Deezer reports an increase of 500,000 subscribers in Q3, despite aggressive price hikes in key markets. The uptick hardly settles the matter on whether music fans are willing to absorb heady price increases, however.
On Thursday (October 26), music streaming company Deezer announced the addition of 500,000 subscribers in its third quarter, a 4.8% increase in revenues to $131.4 million.
Direct subscriptions maintained at 5.6 million, but subscribers from partnerships increased from 3.8 million to 4.3 million. Deezer reports “very strong initial subscriber growth” in Brazil and Mexico, thanks to its partnership with Uruguay-based Mercado Libre. That breakdown raises questions over whether consumers will absorb a string of Deezer price increases, though so far, a mass exodus is not emerging.
Revenue from direct subscribers grew to $78 million, 3.3% increase, while revenue from partnerships increased 11.9% to $37.2 million.

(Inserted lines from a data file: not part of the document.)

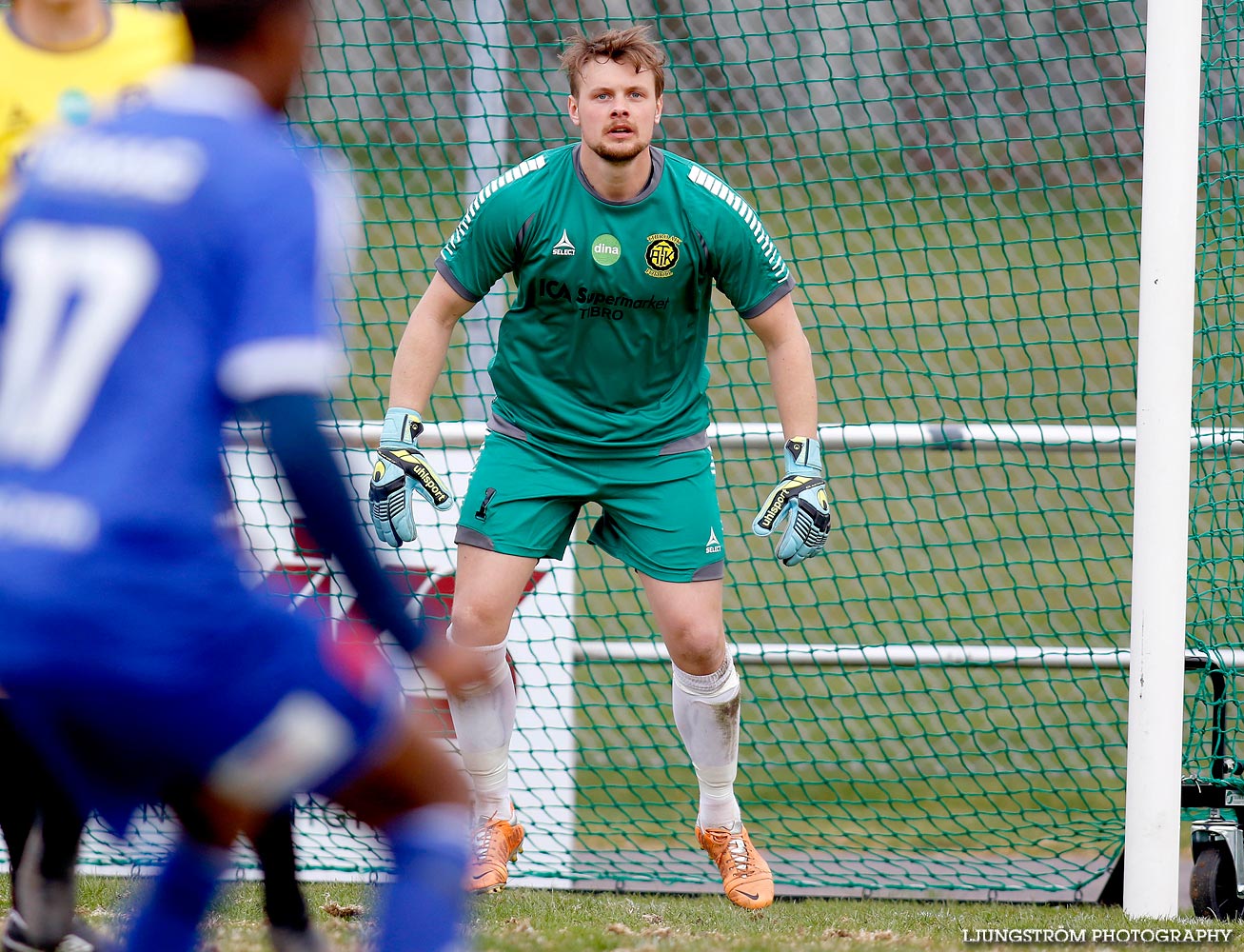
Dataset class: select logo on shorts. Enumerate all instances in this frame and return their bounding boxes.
[704,527,721,555]
[643,235,683,278]
[592,234,622,268]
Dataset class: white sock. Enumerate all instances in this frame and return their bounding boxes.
[674,656,742,829]
[449,632,516,819]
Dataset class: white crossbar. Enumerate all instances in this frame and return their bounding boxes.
[575,641,1244,671]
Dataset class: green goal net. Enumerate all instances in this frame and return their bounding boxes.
[72,0,1169,897]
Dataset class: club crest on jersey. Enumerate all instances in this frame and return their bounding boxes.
[643,235,683,278]
[552,228,575,258]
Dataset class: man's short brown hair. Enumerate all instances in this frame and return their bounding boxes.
[561,26,665,97]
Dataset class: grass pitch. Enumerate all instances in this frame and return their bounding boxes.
[41,878,1244,952]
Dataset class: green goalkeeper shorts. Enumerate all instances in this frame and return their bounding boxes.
[455,433,725,581]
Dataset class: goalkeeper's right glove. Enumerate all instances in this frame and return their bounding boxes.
[368,407,453,548]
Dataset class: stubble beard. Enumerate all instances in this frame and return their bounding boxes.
[587,138,651,166]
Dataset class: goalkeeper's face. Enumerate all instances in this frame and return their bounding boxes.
[570,60,663,162]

Advertising and other revenue decreased 16% to $4.5 million.
“We are back to meaningful subscriber growth and secured top-line acceleration starting in Q4 thanks to the implementation of a new wave of price increases, as well as the ongoing growth of new partnerships,” said CEO Jeronimo Folgueira in a statement to Billboard.
Though a smaller music streaming platform compared to juggernauts like Spotify, the France-based Deezer has seized the opportunity of its position of influence awarded by its partnership with Universal Music Group to restructure the way artist royalties are calculated.
The so-called “artist-centric” model that was announced in September will see implementation in France this quarter with additional markets to follow. The company reports that approximately half of Deezer’sstreams already run using the new model.
France accounted for 59% of Deezer’s revenue in the third quarter, compared to 60% the previous year. Direct subscribers in France increased by 200,000, while subscribers elsewhere decreased by a similar amount.
On a per-subscriber basis, direct subscribers are more lucrative than partnerships; direct subscriber average revenue per user (ARPU) increased by 3.4% to $5.33, while partnerships ARPU rose by 10.6% to $3.16. The price increase instituted at the end of September for all subscribers in France, the UK, Spain, and the Netherlands will further boost direct subscriber ARPU. That change will roll out progressively beginning this week.
Deezer’s projections of 7% to 10% revenue growth for the full year still hold strong, with a “significant reduction” in adjusted earnings before interest, taxes, depreciation, and amortization in the second half of the year.